A Liberal Push and the Sovereign Pull: Recognition, Enforcement, and Execution in the ICSID Convention - ARIA - Vol. 32, No. 3
Ylli Dautaj , Adjunct Professor, Penn State Law (USA). PhD Candidate, University of Edinburgh (UK). Managing Partner, DER Legal, Stockholm (Sweden).
Maxime Chevalier, Assistant Professor, Jindal Global Law School (India). LL.M., (University of Stockholm). Master 2 (Paris Descartes University). Maxime Chevalier has worked on the section on French drafting history of the ICSID Convention, as well as with the French court decisions.
Originally from the American Review of International Arbitration (ARIA)
This article analyzes the interaction and intersection between international arbitration law and public international law. More specifically, it analyzes whether the ICSID Convention preserves immunity from enforcement and execution, or only from the latter.
In the U.S., this topic has been of relatively little to no relevance since a 1986 decision from the Southern District of New York, Liberian Eastern Timber Corporation (LETCO) v. The Government of the Republic of Liberia, where the court decided that Liberia had waived immunity from enforcement by becoming a signatory to the ICSID Convention. Since then, this decision has played an instrumental role in international comparative law. Nevertheless, this rationale has been challenged recently in court and in scholarly work. Particularly, some argue that the French and Spanish versions make it clear that immunity is indeed preserved from enforcement as well as from execution because, for both enforcement and execution, the French version uses only the word “l’exécution,” and the Spanish version uses only the word “ejecutar.” This is so where the English version—the supposed anomaly—uses the different terms of “enforcement” and “execution” instead.
This article makes the point that recognition and enforcement are categorically and unequivocally pre-execution matters that fall within the realm of a local court’s ancillary jurisdictional ambit by submission (or waiver). Put briefly: ICSID preserves immunity from execution, but not from recognition or enforcement.
When an award-debtor state does not voluntarily comply with a binding ICSID award, the state is in breach of its international obligations. In such situations, the award-creditor can either seek to assert some form of (political) pressure or turn to domestic courts for post-award proceedings, seeking recognition, enforcement, and/or execution of the award. When the award-creditor is forced down that road, the plea of sovereign immunity can sometimes present as a hurdle too big to surmount.
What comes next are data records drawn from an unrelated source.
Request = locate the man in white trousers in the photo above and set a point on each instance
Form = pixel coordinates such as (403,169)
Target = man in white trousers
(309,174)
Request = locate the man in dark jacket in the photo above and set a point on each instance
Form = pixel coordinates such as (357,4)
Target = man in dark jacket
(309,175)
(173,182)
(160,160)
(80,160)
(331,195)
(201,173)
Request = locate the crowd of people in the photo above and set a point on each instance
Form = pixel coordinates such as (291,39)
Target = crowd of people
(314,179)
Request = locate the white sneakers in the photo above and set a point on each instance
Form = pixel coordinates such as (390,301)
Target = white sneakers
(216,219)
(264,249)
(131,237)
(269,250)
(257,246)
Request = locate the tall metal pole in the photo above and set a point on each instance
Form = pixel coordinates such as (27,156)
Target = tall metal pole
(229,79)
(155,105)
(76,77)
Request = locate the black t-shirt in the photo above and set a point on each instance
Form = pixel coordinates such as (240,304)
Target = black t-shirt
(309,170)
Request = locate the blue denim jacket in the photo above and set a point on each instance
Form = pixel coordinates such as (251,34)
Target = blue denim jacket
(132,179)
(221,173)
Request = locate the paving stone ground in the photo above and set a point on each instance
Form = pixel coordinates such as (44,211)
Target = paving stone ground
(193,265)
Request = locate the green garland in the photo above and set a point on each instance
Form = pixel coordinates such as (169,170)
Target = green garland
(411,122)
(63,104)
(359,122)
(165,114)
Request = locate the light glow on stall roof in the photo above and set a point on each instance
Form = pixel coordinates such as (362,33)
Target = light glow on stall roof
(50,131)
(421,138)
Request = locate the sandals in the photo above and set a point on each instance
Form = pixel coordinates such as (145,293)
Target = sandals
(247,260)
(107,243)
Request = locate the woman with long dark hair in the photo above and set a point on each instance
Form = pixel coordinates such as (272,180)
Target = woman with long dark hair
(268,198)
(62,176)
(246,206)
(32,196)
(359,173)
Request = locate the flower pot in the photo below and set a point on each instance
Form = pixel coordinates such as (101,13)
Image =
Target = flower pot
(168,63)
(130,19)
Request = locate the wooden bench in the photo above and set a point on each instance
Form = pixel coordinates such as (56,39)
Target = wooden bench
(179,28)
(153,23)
The more notorious and long-lasting immunity hurdle is that of immunity from execution. For example, the ICSID Convention expressly preserves immunity from execution in Article 55. Another incidental but outstanding issue with respect to the law of sovereign immunity in the international arbitration context is whether arbitrating under the ICSID regime effectively constitutes a waiver of immunity from recognition and enforcement in Article 54 and/or whether signing the ICSID Convention itself constitutes a submission to the enforcing courts’ jurisdiction. We contend that signing an arbitration agreement (e.g. referring to ICSID arbitration in a bilateral or multilateral investment treaty) is generally considered an implied waiver of immunity from jurisdiction.Additionally, signing the ICSID Convention is itself a submission to the jurisdiction of the court for ancillary jurisdiction with respect to recognition and enforcement (i.e., pre-execution matters). However, making the same inference is not sustainable with respect to the execution phase, neither as pertains to the waiver doctrine nor with respect to submission to the court’s jurisdiction.
Thus, when discussing the potential applicability of sovereign immunities, the difference between notions of recognition, enforcement and execution is of great importance and is by no means clear-cut. To discern the meaning of recognition, enforcement, and/or execution in the ICSID Convention, one must engage with treaty interpretation of the equally authentic English, French, and Spanish versions. The analysis therefore invites a thorough comparative legal exercise.